Als moderne Tiefflieger geben PAST M.D. sich in "The Journey" aus: pumpendes Midtempo, speziell im Chorus, und futuristische Keyboardsounds passen zum wissenschaftlichen Konzept ihres Albums. Die Bridge bestreiten sie teils unverzerrt sowie mit gefühlvollen Leads, also weiteren programmatischen Progmetal-Wahrzeichen. Die ehemaligen MIDNIGHT-DARKNESS-Musiker präsentieren - das vorab - eine eine gute Themenscheibe, indem sie sich nicht an gewoll Verkopftem verheben, wuchten ihre Band voraussichtlich jedoch auch nicht in höhere Erfolgssphären.
Auf die Gesangsarrangements und deren Platzierung im Mix achtete man wohl besonders, wo andere nur mit Virtuosität kleckern. Auffällig ist das überwiegend gedrosselte Musiziertempo, welches gleichermaßen der Superlativ-Metalliga widerspricht und dafür im besten Sinne an US-Powertruppen erinnert, die mit einem Beine im Prog stehen beziehungsweise standen, nimmt man die Blütejahre jener Hybriden mit late-FATES-WARNING-Kante - die frühen Neunziger - zum Maßstab.
Von "Contagious" an, das sehr schnell im Gedächtnis haften bleibt, über das atmosphärische "The Devil" hinweg schleicht sich zudem eine stimmige Deutschmetall-Note ein, der im Falle von PAST M.D. keineswegs der Ruch des Amateurhaften und unbeholfen Ruppigen anhängt.
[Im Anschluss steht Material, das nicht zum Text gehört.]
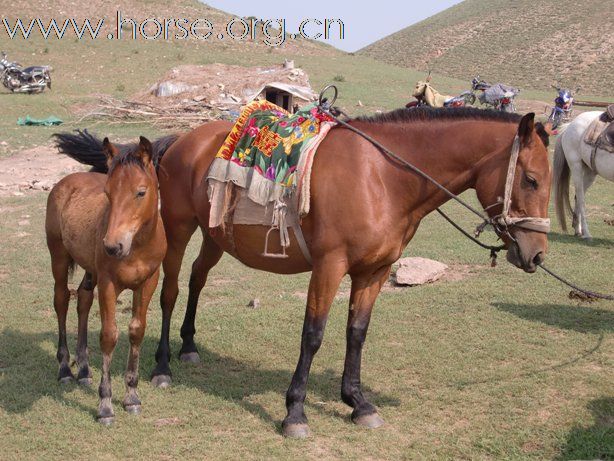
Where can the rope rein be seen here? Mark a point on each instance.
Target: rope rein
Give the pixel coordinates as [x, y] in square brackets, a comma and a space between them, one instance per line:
[501, 223]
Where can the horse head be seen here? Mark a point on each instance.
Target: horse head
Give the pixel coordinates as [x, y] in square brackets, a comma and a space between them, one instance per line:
[524, 183]
[132, 191]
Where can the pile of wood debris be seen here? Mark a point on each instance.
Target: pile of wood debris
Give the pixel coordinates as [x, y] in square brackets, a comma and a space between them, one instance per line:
[190, 95]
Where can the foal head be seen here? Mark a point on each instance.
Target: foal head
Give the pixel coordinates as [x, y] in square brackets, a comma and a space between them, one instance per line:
[132, 191]
[530, 193]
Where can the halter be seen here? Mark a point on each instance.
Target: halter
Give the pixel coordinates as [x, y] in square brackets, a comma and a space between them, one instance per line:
[504, 221]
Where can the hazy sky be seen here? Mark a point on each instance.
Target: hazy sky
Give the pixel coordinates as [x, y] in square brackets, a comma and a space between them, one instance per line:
[363, 24]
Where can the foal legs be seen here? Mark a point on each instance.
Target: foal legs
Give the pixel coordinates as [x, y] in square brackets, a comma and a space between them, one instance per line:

Mit dem dynamischen Highlight "The Delivery" nähren sie den Wahrheitsgehalt dieser Einschätzung weiter, wenn sich danach auch die obligatorische Feuerzeugballade anschließt. Nach dieser schalten die Musiker in den Doublebassmodus; zu "Hazardous Fright" lässt sich auch außerhalb der Konzeptstory gut abhotten. Ohnehin besteht die Geschlossenheit der Scheibe vor allem in lyrischer und stimmungsbezogener Hinsicht, zumal diverse Samples den Hörer ins Kino versetzen sollen; ansonsten steht die Musik jedoch kompakt für sich - kein Kunstrock oder irgendwelche Verschachtelungen zu unverdaulichen Mammuttracks. "Anybody There?" verbleibt instrumental und lässt die Gitarre auf geschmackssichere Weise sprechen: mehr Feeling als Frickeln.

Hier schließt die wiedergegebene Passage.